Disposition needs to be defined in a way that allows the review committee to
recommend a variety of ways of dealing with unaffiliated remains.
   The wording in (k) (1) is muddled anyway: if subsection (1) focuses on
human remains, the words "and other cultural items" should be deleted from
the first sentence, and the words "items" (immediately after "Hawaiian
organizations,") replaced by "remains".  The word "remains" appears alone in
the following sentences,without "items", consistent with the subsection
heading. Subsection (2) deals with the 'cultural items' as distinct from
"human remains", and the
wording is consistent.

10.10
   To the title should be added "with respect to Inadvertent Discovery and
Intentional Excavation.
   Line 3 of the introductory paragraph: "effect" should be "affect"

10.10 (d)
   This is actually wrong.  For tribal lands, the culturally affiliated
tribe does not determine disposition, the land-owning tribe does.

10.13 (a)
   According to the act, the person must also stop and attempt to protect
the remains from further damage.  This does not appear in the regulations.

10.15
   The regulations provide the committee with much more guidance.  Topics
such as rules for voting (Telephone?
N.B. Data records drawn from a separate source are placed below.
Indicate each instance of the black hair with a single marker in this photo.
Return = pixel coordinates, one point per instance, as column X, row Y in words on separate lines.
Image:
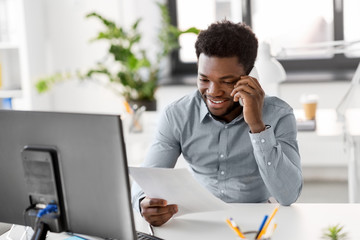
column 228, row 39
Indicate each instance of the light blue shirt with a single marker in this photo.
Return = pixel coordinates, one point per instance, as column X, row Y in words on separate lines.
column 232, row 163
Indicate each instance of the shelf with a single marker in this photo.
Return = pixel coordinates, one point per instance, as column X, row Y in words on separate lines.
column 8, row 45
column 10, row 93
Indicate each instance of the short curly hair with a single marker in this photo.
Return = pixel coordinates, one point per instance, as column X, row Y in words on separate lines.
column 228, row 39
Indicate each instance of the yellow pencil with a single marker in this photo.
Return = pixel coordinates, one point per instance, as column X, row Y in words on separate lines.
column 235, row 228
column 268, row 222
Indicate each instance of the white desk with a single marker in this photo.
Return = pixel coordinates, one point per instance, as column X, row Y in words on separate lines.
column 297, row 222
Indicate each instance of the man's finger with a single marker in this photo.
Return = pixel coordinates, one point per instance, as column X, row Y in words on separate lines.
column 153, row 202
column 160, row 210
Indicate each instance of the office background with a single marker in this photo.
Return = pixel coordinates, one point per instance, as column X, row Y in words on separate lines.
column 52, row 36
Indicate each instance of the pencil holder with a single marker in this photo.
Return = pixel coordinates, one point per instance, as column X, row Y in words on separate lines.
column 250, row 235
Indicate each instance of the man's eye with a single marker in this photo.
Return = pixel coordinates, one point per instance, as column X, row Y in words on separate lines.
column 229, row 83
column 203, row 80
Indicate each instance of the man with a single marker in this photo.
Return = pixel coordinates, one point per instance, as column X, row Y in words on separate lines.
column 239, row 153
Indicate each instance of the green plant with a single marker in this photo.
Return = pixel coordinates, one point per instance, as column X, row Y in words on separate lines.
column 334, row 232
column 135, row 72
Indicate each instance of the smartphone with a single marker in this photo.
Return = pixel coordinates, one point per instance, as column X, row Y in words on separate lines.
column 253, row 73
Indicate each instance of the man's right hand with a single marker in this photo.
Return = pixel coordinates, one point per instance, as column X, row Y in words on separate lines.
column 156, row 211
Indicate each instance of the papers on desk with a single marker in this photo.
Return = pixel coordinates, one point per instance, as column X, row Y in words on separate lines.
column 177, row 186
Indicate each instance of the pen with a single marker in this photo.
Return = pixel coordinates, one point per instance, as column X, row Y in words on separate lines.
column 261, row 226
column 151, row 230
column 234, row 227
column 268, row 222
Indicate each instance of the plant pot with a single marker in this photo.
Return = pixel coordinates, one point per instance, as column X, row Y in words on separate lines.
column 150, row 105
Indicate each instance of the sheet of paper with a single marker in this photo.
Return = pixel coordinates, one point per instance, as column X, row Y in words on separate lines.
column 177, row 186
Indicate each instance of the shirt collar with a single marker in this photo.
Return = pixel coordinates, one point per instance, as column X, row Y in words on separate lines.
column 203, row 110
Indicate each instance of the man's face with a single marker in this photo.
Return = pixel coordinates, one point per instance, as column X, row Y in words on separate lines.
column 216, row 80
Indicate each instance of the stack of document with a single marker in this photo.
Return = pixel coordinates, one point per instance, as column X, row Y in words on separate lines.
column 177, row 186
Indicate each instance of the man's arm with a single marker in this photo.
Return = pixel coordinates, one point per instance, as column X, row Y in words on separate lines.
column 276, row 153
column 275, row 148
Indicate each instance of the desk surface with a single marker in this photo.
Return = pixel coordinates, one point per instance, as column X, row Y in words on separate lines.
column 297, row 222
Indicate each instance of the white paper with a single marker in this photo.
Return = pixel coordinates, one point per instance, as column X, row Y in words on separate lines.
column 177, row 186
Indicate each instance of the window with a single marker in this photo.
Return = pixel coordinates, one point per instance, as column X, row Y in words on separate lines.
column 351, row 26
column 290, row 29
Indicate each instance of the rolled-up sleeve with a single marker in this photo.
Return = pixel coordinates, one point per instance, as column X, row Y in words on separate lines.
column 277, row 155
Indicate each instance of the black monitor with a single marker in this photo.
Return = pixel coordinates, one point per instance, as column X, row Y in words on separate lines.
column 88, row 160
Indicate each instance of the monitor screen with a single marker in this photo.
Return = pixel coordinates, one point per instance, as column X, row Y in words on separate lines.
column 92, row 165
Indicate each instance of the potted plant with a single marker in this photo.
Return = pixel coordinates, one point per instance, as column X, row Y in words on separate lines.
column 135, row 77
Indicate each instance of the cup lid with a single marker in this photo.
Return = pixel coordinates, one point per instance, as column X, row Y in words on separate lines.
column 309, row 98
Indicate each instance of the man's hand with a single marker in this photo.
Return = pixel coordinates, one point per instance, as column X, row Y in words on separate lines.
column 156, row 211
column 249, row 89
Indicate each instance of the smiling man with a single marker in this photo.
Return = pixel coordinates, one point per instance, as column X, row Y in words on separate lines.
column 242, row 154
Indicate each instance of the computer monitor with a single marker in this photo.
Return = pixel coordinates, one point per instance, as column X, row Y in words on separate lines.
column 92, row 165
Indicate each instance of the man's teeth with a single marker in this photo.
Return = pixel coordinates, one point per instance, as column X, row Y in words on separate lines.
column 216, row 101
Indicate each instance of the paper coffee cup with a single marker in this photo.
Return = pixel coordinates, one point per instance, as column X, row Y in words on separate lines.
column 309, row 103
Ballot? etc. should be covered).
Perhaps the rules that are being drafted for the Smithsonian's Review
Committee could be used as a model.

10.15 (05)
   Regarding "culturally unidentifiable human remains": which Indian tribes
will be consulted regarding disposition of these remains, if the remains
cannot be associated with any particular tribe (if they were, they would not
fall into this category of remains)?
   For that matter, which "appropriate scientific and museum groups" will be
included in consultations?
   In line 3, change "recommending" to "recommend"; line 4, "theses" should
be "these").

10.17 (a)
   It should be made clear here that transportation for purposes of
scientific research is not to be construed as "use for profit."

10.17 (c) (07)
   It is unclear why civil penalties monies are to be transferred to Native
Americans.  This could encourage the making of claims to the Department of
the Interior instead of entering into good faith negotiation with
institutions.
   Also the phrase, "item forfeited" is unclear, why are items to be
forfeited since the purpose of being in compliance is to accomplish the
proper disposition of such items?

10.17 (c) (10)
   The wording, "the maximum amount of the penalty shall be the full
archeological value of the item" makes no sense.  The language in the
statutes uses value in a different way, in which the "archeological value"
of an item is to be taken into consideration in assessing the penalty.
It is nonsensical to say the penalty shall equal the "archeological value";
"archeological value" cannot be measured as a dollar value.

10.17 (c) (11) (i) (B)
   "archaeological, historical or commercial value" needs to be defined.
The ARPA definitions might work.

10.17 (c) (11) (ii)
   Perhaps change "objects and" to "objects or."